The study is published in the scientific journal Current Biology.
Antibiotic resistance is a major threat to global health, and hundreds of thousands of people die each year from infections with resistant bacteria. Antibiotics and resistant bacteria, for example from hospitals, can escape into the environment through wastewater treatment plants and spread by water and wind over great distances. From there, they can be picked up by wild animals, which in turn can transmit resistant bacteria to humans during recreational or hunting activities. However, studying how antibiotic resistance has changed in wildlife since the mass production of antibiotics began in the 1940s has not been possible until recently. Now scientists have used specimens from museum collections to analyze changes in bacterial communities that live in the mouths of wild animals and persist as solid tartar deposits on the teeth. This dental calculus can remain unchanged for millennia, which has enabled the study of historic bacterial communities, the microbiomes, of 180-year-old Swedish brown bears.

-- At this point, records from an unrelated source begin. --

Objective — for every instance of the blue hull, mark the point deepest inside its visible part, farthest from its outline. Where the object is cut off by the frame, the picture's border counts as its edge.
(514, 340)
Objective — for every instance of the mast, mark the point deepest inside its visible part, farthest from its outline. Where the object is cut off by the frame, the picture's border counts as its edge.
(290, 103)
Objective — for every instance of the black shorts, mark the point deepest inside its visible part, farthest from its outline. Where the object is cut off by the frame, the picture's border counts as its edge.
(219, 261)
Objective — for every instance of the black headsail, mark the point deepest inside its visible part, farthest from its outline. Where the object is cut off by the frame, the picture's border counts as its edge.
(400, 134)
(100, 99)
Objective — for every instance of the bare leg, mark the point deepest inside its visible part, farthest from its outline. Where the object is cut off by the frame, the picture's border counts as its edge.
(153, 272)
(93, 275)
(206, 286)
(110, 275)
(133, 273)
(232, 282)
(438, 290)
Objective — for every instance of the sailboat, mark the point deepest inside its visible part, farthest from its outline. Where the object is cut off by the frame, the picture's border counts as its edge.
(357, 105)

“We specifically looked for bacterial genes that offer resistance to antibiotics,” says Jaelle Brealey, postdoctoral researcher at NTNU in Norway and lead author of the study. “Their abundance closely follows human antibiotic use in Sweden, increasing in the 20th century and then decreasing over the past 20 years. We also find a greater diversity of antibiotic resistance genes in the recent past, probably due to different types of antibiotics used by humans. “
Scandinavian brown bears typically live far from humans but sometimes approach villages and towns. The researchers expected to find more antibiotic resistance genes in bears that lived in more densely populated areas of Sweden. However, to their surprise, no such relationship was observed.

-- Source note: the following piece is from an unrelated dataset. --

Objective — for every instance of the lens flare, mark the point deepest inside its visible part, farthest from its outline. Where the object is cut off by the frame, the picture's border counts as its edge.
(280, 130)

We found similar levels of antibiotic resistance in bears in remote areas and those found near human dwellings. This suggests that contamination of the environment with resistant bacteria and antibiotics is really widespread. “
Katerina Guschanski, lead lead author of the study with joint appointments at Uppsala University and University of Edinburgh
Sweden was one of the first countries to implement strict control measures for the use of antibiotics, introducing a ban on antibiotics in agriculture in the mid-1980s and a national strategic program against antibiotic resistance. in medicine in 1995. These measures appear to have taken effect. Oral bacteria from bears born after 1995 exhibit low resistance to antibiotics, although not as low as in bears that lived before humans began mass production of antibiotics. Only a comparison of microbiomes over time could reveal these changes.
“Our study once again underscores the value of historical museum collections, such as that of the Swedish Museum of Natural History, as a unique resource for understanding the effect of recent human actions on the environment,” says Daniela Kalthoff, curator of the museum and a co-author of the study.
Historical microbiomes could be used not only to study the past, but also to monitor environmental changes in response to new strategies to reduce contamination and pollution. This study provides an encouraging example of how government policies can be effective in mitigating a major health threat at the national level. It shows that human actions, both negative and positive, have a profound effect on the environment.
Brealey, JC, et al. (2021) The oral microbiota of wild bears in Sweden reflects the history of human antibiotic use. Current biology. doi.org/10.1016/j.cub.2021.08.010.